Raja Ampat, Irian Jaya, Indonesia
There’s no shortage of superlatives to describe the Pacific archipelago of Raja Ampat, one of the world’s most bio-diverse marine regions. Accessed by live aboard boat, this tropical dreamscape is comprised of 1,500 lush, camel back islands located in the ‘coral triangle,’ which lies just off the Bird’s Head Peninsula of eastern Indonesia. To say it’s a visual feast is an understatement. Raja Ampat harbors some 70 percent of the world’s coral (which amounts to 600 species) and more than 1,200 species of fish (200 is considered the benchmark for a world-class dive site).
Divers are seduced by guaranteed sightings of battalions of barracuda and the cartoonish vision of surgeonfish, batfish, and squat lobsters.

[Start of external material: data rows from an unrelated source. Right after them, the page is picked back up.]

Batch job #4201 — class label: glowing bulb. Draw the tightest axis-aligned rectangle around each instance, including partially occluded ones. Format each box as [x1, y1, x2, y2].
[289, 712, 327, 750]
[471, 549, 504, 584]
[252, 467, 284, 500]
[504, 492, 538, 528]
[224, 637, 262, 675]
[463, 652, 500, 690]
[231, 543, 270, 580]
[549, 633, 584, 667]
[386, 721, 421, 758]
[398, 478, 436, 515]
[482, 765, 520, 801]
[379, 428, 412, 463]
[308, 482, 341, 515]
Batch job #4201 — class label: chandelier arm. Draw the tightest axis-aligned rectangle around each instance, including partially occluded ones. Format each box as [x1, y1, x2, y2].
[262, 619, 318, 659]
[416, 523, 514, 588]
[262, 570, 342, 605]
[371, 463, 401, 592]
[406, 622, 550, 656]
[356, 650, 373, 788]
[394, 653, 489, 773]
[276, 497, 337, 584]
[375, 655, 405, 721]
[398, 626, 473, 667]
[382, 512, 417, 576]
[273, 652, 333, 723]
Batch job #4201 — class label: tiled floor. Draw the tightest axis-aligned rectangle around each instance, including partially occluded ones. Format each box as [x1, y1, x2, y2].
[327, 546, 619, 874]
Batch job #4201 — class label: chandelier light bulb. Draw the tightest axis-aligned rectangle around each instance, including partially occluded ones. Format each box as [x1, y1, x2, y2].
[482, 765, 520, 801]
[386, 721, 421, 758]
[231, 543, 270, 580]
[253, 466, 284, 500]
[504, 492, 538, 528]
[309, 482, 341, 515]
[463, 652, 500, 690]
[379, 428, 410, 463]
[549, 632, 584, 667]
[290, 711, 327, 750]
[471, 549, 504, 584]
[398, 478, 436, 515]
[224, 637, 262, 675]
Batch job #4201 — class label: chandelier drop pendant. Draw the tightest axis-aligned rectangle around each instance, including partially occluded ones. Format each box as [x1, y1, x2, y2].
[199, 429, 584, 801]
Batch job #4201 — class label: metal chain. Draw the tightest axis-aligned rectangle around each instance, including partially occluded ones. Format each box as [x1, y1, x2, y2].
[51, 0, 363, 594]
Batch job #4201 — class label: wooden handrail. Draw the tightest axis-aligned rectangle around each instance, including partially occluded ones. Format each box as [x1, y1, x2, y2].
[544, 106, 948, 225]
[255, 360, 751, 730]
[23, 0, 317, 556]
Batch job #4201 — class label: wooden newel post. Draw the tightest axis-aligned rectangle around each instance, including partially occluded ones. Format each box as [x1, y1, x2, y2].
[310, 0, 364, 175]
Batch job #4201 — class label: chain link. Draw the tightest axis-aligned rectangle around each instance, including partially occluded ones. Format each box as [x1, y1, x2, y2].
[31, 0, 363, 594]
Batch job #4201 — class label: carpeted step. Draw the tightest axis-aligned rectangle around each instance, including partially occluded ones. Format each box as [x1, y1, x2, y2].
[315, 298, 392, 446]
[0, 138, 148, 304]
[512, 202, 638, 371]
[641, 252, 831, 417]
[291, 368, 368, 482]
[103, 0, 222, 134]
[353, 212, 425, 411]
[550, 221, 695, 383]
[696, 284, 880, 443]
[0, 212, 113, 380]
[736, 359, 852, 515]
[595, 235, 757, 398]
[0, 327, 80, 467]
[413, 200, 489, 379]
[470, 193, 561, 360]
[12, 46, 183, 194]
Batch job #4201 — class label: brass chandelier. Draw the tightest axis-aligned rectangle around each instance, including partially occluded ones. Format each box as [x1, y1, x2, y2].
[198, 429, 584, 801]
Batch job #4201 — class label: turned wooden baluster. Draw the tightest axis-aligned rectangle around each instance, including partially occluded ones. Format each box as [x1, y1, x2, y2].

At Manta Ridge, divers swim among as many as twenty manta rays, with wingspans as large as 10 feet, while at the Passage, the stars of the show are the Lilliputian Pygmy seahorses. Fascinating macro species abound, ranging from shrimp gobies to double ended pipefish.
Turks and Caicos
Boasting the third largest coral reef in the world, the Caribbean islands of Turks and Caicos—an island chain that straddles a pair of limestone banks between the Turks Island Passage—are an underwater playground, offering thrilling conditions for divers of every level and inclination. Protected dive sites abound with healthy coral and technicolor marine life where divers glide through calm, warm water to dramatic sheer vertical wall dives that plunge hundreds of feet in to the abyss.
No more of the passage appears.